Strategic Recruitment For Long-Term Success

Savvy organizations know that to give their business the best chance to succeed, they must attract and hire the right talent at the right time. But if your recruiting process is limited to open positions on your careers site or a job board, you are failing to hire strategically, meaning that you are only looking to fill an immediate need instead of taking a holistic approach to understanding how your talent strategy can define the success of your company.

Make this the year you ditch tactical hiring for the next open position and start recruiting with a long-term vision in mind. Succession planning and strategic recruitment can go hand-in-hand for better outcomes and ROI on your efforts.

What is Strategic Recruitment?

Imagine that you are trying to fill a critical, mid-level manager role within your organization. The role has existed for a while, and others have performed it over the years with mixed success. If you find yourself scrambling to fill the position without taking a deep dive with strategic analysis, you are going to see that your next hire may not perform or be retained as you hoped. Strategic recruitment involves taking the time, before the position is even open, to examine what the role entails and get everyone who is involved in the hiring process onboard to agree on a set of criteria that will define success.

Strategic recruitment requires patience; it’s a tactical process that makes hiring and onboarding part of your company’s future vision. It focuses not just on what you need today, but where you will be tomorrow, taking into account the future skills that your employees will need to perform at a high level.

Understand Your Needs

The first step of strategic recruitment is to pare out how the needs of the role intersect with the current and future needs of your business. When looking to build a talent pipeline for a position, you’ll need to determine the business needs of the position in the context of the business goals for the organization. What business problems will the new hire be required to solve? What services and financial circumstances will their performance impact? Who will they have the most contact with: supervisors, clients, the C-suite, etc.? If the same or similar jobs already exist in the company, you’ll then want to track down top performers and interview them internally about their day-to-day lives on the job to build a profile of what an ideal performer would be like in this role.

From there, you can start to uncover the skills, attitudes, backgrounds, and experience that you’ll want to search for as you begin to review candidates. To get an even broader perspective, you can also consider speaking to coworkers of former employees who held the same or a similar role and discuss which traits were most valuable or detrimental to the job.

Nurture Your Existing Top Performers

When it comes to strategic recruitment, one of the best places to source your talent pipeline is from within the company. If you want to fill spots quickly, make sure that you know who your top performers are in similar roles and what their skills are at any given time. Besides understanding their current skills and qualifications, make sure that managers are also evaluating performance based on the potential to learn and grow. Ask managers to identify their top 20% performers and keep their names and profile on file so you can use them as key players in your talent pool to ensure critical roles never sit empty.

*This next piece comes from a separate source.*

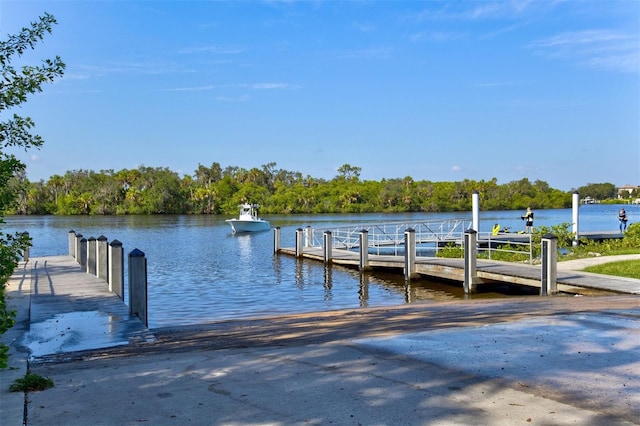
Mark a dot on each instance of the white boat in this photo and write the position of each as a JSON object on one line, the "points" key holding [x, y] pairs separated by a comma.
{"points": [[248, 220]]}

Hiring Managers: Don’t Leave Strategic Recruitment All to Your Recruiters

Recruiters are there to assist companies in sourcing and recruiting great talent, but that’s not an excuse for hiring managers to sit on the sidelines and expect them to do it all. If you want a strategic recruitment plan that serves your business interests, hiring managers and business leaders will need to actively partner with their recruiting team to find alignment and guarantee that every new employee or internal promotion is going to serve the business well based on specific agreed-upon criteria. Consider bringing on technical experts who deeply understand the needs of the position to assist with defining the responsibilities of the role, resume screening, and interviewing talent.

Optimize and Automate Your Hiring Processes

Surveys, video interviewing, trial task assignment, resume review, and programmatic job advertising should all be on your radar as recruiting tasks to automate to save overhead and reduce time-to-hire. Not only are automated recruiting processes less labor-intensive, but they can also help you stay consistent and track your progress while improving your quality of hire and time-to-hire KPIs.

Keep in mind that while more recruiting processes continue to incorporate AI software, that does not mean that recruiters and hiring managers will become obsolete. It does mean, however, that the nature of your job will change, with your focus shifting away from day-to-day routine tasks and toward long-term strategic thinking that will have a bottom-line impact on the future of hiring organizations. With this in mind, now is the time to start adopting strategic recruitment for your hiring goals and step away from being reactionary and only thinking about the moment at hand.

RELATED: 4 Strategies for Effective Onboarding

As one of the most significant challenges to growing any successful business, recruiting and hiring should be top-of-mind for the entire organization. By following these tips, you can measurably improve your strategic recruitment process to optimize on-the-job performance across your enterprise.